Tüm bu umutsuz tabloda Ludmilla’nın mektuplarının alıcısı kalmamıştır; kentin yaşadığı bu derin yok oluş içinde Joaquim’in de zihninde onu buraya getiren mektuplar yoktur artık. Burada da geçmişinden kaçmaktadır: “Split’te de, Saraybosna’da da varoluşun anlamının gizlendiği o kör noktayı keşfetmeyi reddetmemişti. Ülkeden ülkeye, şehirden şehire, çatışmadan çatışmaya, tehlikeden tehlikeye koşmasının nedeni, ne cesaret ne kararlılıktı. Tek neden, Viviane’ın anısıyla, olduğu yerde kalmanın imkânsızlığı ve vücuttan yüze, topraktan denize, gürültüden sessizliğe her yerde onu arama gereksinimiydi” (s.100).

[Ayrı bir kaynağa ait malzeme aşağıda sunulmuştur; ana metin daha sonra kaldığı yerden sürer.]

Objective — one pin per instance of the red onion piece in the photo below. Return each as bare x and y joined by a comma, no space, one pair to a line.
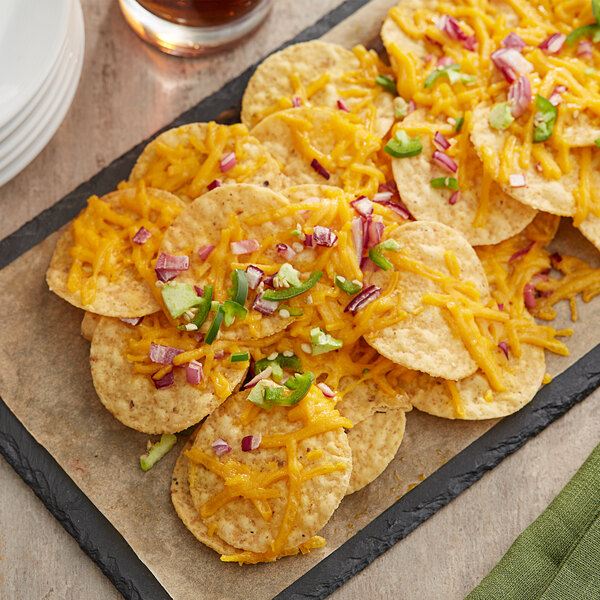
251,442
254,276
363,206
327,391
244,247
323,236
220,447
286,251
265,307
319,168
512,40
205,251
361,300
141,237
517,180
165,381
168,266
133,321
262,375
519,96
163,355
444,161
440,141
510,63
194,373
553,43
521,252
228,161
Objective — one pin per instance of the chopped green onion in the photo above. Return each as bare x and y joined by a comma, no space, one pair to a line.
376,253
287,293
449,182
544,119
387,83
401,146
500,117
179,297
158,450
323,342
347,286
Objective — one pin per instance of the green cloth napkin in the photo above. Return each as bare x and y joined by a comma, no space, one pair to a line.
558,556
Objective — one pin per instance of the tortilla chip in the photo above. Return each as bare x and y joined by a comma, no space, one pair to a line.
238,522
184,160
424,341
309,61
133,399
505,216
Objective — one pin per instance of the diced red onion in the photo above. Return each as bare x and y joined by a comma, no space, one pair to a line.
133,321
444,161
165,381
251,442
519,96
521,252
512,40
194,373
141,237
510,63
265,307
327,391
266,373
228,161
529,295
343,106
324,236
254,276
319,168
244,247
361,300
504,347
553,43
440,141
363,206
205,251
168,266
220,447
517,180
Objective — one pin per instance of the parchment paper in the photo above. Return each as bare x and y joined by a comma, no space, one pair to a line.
45,380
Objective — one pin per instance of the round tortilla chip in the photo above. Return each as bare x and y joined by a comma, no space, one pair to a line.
522,378
191,143
374,443
126,296
133,399
201,223
238,522
309,61
505,215
424,341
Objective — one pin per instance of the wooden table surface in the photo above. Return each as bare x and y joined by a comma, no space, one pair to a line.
127,91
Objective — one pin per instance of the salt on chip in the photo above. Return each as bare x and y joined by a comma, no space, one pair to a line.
238,522
133,399
308,62
504,216
124,294
186,159
424,340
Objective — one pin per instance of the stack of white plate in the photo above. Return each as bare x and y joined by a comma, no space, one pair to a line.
41,55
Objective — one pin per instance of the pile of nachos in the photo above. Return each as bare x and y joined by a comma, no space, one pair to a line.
372,237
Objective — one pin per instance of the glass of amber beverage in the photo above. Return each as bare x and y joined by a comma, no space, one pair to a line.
194,27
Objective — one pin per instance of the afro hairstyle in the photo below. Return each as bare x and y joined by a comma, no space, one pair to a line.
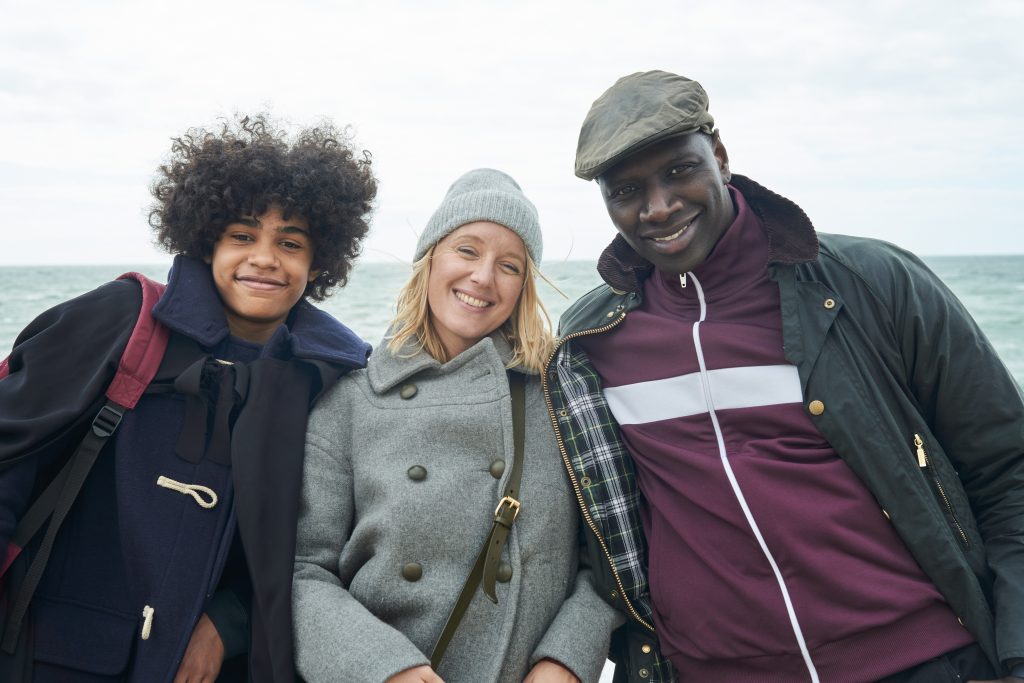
213,178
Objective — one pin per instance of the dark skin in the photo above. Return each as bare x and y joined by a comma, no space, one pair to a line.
670,201
671,204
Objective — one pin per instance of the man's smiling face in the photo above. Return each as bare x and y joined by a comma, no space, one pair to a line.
670,201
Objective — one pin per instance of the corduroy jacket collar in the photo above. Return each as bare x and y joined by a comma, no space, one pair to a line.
791,239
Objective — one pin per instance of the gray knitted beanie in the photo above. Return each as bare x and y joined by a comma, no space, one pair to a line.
484,194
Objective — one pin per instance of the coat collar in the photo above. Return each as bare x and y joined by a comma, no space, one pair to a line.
386,370
192,307
791,238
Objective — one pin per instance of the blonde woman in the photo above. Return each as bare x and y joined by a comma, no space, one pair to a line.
406,463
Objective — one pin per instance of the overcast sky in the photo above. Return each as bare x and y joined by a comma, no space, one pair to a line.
899,120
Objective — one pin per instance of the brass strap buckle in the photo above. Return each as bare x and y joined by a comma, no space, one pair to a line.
513,504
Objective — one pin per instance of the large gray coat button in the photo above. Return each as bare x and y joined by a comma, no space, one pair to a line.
412,571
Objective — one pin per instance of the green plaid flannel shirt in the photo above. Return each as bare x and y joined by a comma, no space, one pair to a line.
604,470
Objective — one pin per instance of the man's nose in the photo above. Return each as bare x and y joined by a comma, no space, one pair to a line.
659,207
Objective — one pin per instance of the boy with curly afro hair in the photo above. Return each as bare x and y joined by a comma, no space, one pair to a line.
175,561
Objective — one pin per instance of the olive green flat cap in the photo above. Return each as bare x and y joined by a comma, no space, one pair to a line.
638,111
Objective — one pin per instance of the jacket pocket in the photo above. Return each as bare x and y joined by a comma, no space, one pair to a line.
82,638
928,468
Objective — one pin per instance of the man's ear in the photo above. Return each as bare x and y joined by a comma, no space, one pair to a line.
718,148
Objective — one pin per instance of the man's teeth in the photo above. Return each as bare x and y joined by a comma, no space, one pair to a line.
472,301
674,235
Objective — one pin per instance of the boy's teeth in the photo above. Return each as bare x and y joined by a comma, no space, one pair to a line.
674,235
472,301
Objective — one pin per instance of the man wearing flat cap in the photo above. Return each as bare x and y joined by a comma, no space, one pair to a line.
797,456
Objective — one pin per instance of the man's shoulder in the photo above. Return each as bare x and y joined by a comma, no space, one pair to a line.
595,308
868,258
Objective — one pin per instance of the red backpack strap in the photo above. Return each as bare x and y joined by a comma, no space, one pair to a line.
145,347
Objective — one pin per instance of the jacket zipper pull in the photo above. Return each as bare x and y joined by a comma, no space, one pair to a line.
147,613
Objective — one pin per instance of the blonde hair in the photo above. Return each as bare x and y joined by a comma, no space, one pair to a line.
527,331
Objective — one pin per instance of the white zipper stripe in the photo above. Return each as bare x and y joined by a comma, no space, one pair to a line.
797,631
680,396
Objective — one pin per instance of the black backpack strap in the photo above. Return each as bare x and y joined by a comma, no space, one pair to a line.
58,498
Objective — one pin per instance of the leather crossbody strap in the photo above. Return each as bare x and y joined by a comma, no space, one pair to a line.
485,566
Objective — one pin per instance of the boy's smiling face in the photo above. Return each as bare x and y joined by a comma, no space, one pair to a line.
261,265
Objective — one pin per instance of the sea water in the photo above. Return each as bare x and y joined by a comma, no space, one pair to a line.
990,287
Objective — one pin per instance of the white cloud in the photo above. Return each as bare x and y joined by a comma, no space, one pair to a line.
898,120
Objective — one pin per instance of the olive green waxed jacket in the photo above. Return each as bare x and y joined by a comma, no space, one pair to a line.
896,376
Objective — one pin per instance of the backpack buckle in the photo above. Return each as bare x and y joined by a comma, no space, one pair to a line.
107,420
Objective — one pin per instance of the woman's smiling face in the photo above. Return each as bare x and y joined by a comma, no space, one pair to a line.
476,276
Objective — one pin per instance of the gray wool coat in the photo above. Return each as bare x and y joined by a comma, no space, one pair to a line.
401,480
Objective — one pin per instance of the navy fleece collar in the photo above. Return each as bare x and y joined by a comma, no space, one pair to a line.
192,306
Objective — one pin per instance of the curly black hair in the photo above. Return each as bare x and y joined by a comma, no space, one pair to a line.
215,177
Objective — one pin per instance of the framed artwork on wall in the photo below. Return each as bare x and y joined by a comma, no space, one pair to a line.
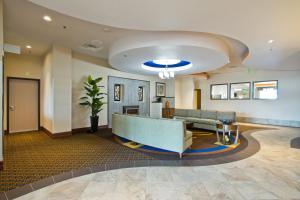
141,93
117,92
160,89
240,91
267,90
219,91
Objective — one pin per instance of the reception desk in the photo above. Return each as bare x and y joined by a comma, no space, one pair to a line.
167,134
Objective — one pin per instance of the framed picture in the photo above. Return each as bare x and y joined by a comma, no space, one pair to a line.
265,90
141,93
240,91
219,91
160,89
117,92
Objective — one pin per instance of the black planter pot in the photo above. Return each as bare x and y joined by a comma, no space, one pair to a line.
94,123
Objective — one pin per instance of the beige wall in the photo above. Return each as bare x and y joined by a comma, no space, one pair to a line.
286,107
47,93
61,86
57,90
1,73
184,92
25,66
98,68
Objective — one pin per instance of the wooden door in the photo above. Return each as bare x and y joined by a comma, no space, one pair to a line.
23,105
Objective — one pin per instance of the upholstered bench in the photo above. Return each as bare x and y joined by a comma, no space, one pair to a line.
204,119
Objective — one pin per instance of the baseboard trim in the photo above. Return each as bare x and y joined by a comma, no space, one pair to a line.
56,135
276,122
85,129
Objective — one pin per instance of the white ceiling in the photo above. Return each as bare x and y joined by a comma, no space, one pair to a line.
247,22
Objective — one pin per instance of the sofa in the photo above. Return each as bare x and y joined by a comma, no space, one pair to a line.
204,119
167,134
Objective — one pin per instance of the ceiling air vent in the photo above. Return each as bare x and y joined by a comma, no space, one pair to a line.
94,45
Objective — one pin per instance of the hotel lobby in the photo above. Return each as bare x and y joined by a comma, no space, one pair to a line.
150,100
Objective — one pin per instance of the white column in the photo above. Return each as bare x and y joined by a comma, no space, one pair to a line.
1,75
57,90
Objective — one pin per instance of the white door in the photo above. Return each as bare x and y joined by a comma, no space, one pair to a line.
23,105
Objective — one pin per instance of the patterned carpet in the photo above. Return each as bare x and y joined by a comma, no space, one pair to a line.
31,156
34,155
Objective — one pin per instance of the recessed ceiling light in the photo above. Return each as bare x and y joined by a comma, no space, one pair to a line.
166,61
107,29
47,18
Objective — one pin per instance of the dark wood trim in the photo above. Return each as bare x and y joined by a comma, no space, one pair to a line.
85,129
108,87
250,91
215,85
7,99
56,135
127,78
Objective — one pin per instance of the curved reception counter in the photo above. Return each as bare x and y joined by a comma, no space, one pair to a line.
167,134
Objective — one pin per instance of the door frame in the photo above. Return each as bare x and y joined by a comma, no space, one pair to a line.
7,99
200,96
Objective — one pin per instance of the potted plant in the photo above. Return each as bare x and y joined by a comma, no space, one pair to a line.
93,99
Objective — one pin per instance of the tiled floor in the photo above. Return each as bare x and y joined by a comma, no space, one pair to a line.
272,173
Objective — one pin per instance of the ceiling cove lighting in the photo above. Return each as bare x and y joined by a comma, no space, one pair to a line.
47,18
166,68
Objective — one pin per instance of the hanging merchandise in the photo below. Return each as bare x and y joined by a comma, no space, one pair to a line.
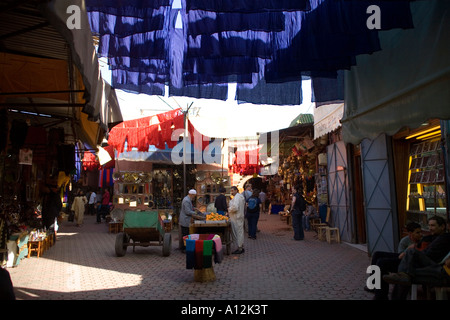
26,157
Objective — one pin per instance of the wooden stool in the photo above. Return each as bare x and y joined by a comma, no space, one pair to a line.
35,246
321,233
333,234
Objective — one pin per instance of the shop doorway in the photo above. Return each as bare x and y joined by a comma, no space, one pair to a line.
358,196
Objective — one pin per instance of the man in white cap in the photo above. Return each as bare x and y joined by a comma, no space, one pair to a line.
186,212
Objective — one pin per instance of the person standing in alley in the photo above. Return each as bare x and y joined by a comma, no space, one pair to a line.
221,202
253,210
298,206
186,213
263,198
236,213
78,206
51,206
92,202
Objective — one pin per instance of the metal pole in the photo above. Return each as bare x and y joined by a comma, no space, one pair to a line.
184,147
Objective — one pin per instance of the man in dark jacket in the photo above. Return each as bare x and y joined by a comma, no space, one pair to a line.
51,206
6,287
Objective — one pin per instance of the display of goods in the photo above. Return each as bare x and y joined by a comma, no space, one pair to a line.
215,217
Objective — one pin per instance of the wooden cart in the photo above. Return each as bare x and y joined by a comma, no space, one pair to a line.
222,228
143,228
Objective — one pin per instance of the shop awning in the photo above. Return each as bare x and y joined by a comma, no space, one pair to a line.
407,82
162,131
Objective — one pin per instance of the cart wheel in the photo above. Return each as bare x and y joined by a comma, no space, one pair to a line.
167,244
121,248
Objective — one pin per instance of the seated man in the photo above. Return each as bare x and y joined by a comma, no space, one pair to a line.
421,264
436,250
433,274
390,260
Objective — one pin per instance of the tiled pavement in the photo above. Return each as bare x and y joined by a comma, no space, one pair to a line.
82,265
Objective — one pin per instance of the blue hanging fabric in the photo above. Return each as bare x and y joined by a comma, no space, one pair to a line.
265,46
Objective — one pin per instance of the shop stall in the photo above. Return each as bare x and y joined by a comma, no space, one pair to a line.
422,182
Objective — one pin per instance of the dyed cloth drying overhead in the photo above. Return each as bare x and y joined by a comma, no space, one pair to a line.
196,47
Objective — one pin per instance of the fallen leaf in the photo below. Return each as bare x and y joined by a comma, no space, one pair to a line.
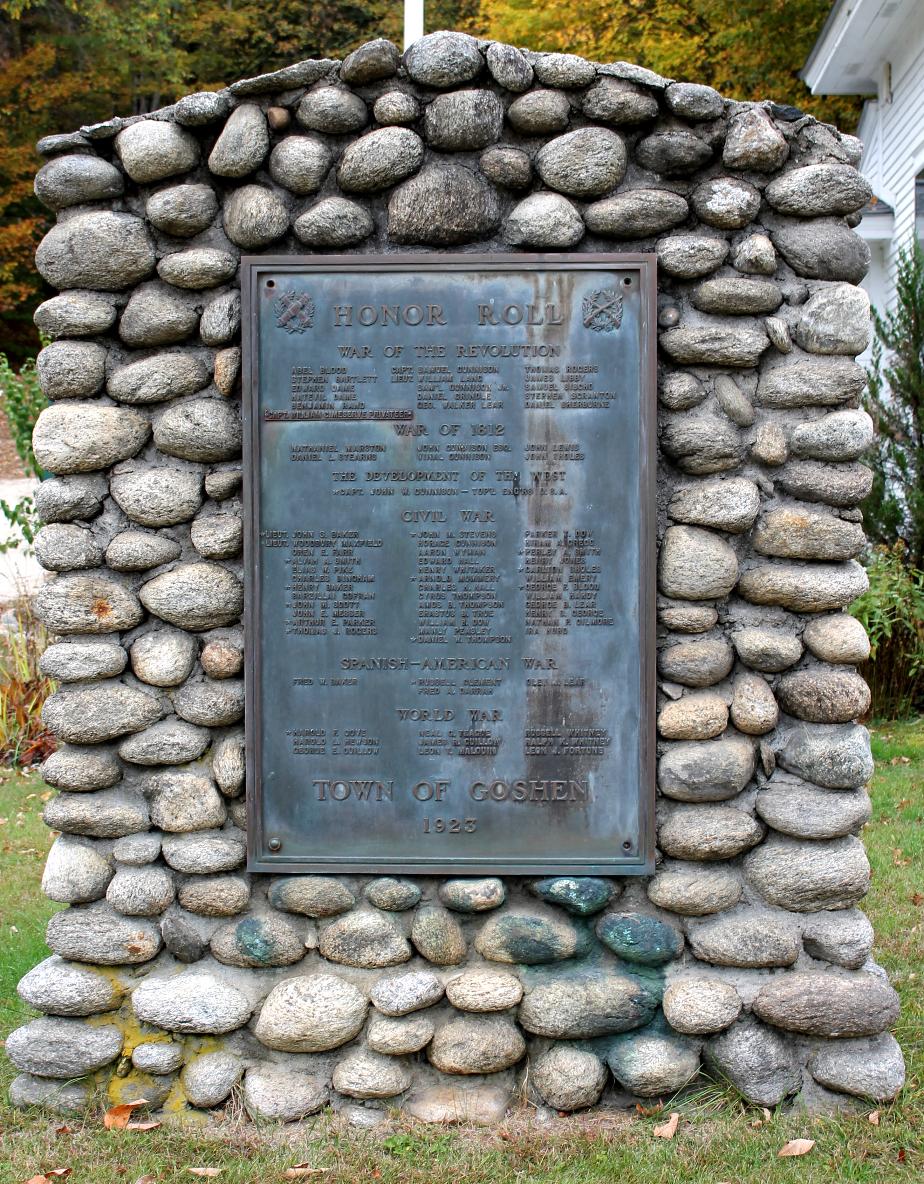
667,1130
117,1117
795,1147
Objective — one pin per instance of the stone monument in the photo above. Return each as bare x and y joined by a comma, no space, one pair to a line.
177,975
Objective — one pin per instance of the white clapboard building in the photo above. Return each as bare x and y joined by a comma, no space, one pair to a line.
876,47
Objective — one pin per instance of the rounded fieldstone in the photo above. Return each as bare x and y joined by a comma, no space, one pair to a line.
585,162
81,437
797,533
183,211
76,873
141,892
618,102
746,938
695,565
544,220
255,217
437,937
365,1074
636,213
815,1003
836,638
76,314
65,547
71,370
823,695
578,895
101,712
332,110
844,937
821,249
215,895
475,1046
712,771
865,1068
639,939
691,256
530,939
731,504
96,933
197,268
371,62
693,718
569,1079
817,190
508,66
442,205
206,851
310,895
194,596
396,107
79,769
102,251
215,705
673,153
72,180
712,345
483,990
726,203
819,587
540,113
804,811
443,59
220,323
243,145
397,1037
210,1078
158,496
473,895
835,320
393,895
698,663
63,1048
64,989
379,160
153,149
156,315
310,1014
653,1063
758,1062
693,890
804,876
364,938
700,1006
507,167
588,1004
256,941
276,1094
164,657
403,993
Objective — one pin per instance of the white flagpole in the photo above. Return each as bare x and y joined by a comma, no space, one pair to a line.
412,21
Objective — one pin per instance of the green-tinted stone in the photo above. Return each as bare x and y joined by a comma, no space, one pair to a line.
640,939
530,939
581,895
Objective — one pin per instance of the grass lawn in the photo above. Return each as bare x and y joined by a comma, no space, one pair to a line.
719,1140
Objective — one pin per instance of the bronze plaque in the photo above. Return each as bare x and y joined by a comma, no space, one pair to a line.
449,554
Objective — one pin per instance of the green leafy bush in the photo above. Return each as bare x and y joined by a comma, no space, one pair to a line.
892,612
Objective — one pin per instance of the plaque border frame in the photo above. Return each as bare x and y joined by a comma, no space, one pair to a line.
258,856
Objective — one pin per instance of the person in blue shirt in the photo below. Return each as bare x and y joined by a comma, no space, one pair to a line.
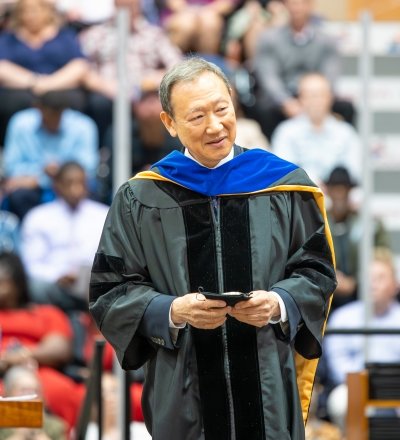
38,140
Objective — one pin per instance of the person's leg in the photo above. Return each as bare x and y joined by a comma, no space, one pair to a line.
11,101
100,109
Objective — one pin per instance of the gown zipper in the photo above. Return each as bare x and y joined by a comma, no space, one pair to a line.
215,209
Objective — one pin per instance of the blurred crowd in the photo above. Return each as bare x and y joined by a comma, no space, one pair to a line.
58,81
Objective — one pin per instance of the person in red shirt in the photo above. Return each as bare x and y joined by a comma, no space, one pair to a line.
38,336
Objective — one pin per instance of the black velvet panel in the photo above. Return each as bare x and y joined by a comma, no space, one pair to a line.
208,343
242,338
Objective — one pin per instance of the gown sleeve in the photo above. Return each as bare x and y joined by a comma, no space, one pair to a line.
127,309
309,277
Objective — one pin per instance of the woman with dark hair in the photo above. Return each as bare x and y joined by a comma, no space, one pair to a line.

Joaquim’i biraz Camus’yü de düşünerek uyumsuz bir roman kişisi olarak mı görmeliyiz? Ya da psikolojik bir okumayla, aileden ve ebeveynden gelen zincirleme duygusal travmaların kurbanı olarak mı? Yirmi birinci yüzyılda toplumun üst düzey ya da avantajlı kesiminin yakalandığı hastalıklarla kararan bir hayatın orta yerinde Joaquim, içinde yaşanılan coğrafya fark etmeksizin, dünyanın dört bir yanında yaşanan çatışmalı siyasetlerle savrulan dünyada bir yerlere oturuyor. Yine de onun tam olarak kim ve ne olduğunu söyleyemiyoruz. Ama onu tanıyoruz.

Kültürlü, varsıl, yüksek bir toplumsal sınıfın avantajlarıyla doğmuş roman kahramanını kişisel uçurumunun kıyısından alıp, ölü kız kardeşin imgesinden özgürleşemeyeceğini bile bile, onu fotoğrafçılık yapmaya Avrupa’nın orta yerine yollayan romancıya gelince, ustaca ve müthiş inceliklerle kurduğu romanıyla, savaşın da barışın da sürekli bir adım ötesinde ya da berisinde olduğumuzu hatırlatıyor ve kolay kolay etkisinden çıkamayacağımız bir okuma deneyimine çağırıyor.

Kaynakça

İngrid Thobois, Solliciano, çev. Aykut Derman, Yapı Kredi Yayınları, 2013.

İngrid Thobois Miss Sarajevo Veya Kendinden Kaçan Bir Adam, çev. Özge Akkaya, SaltOkur, 2021.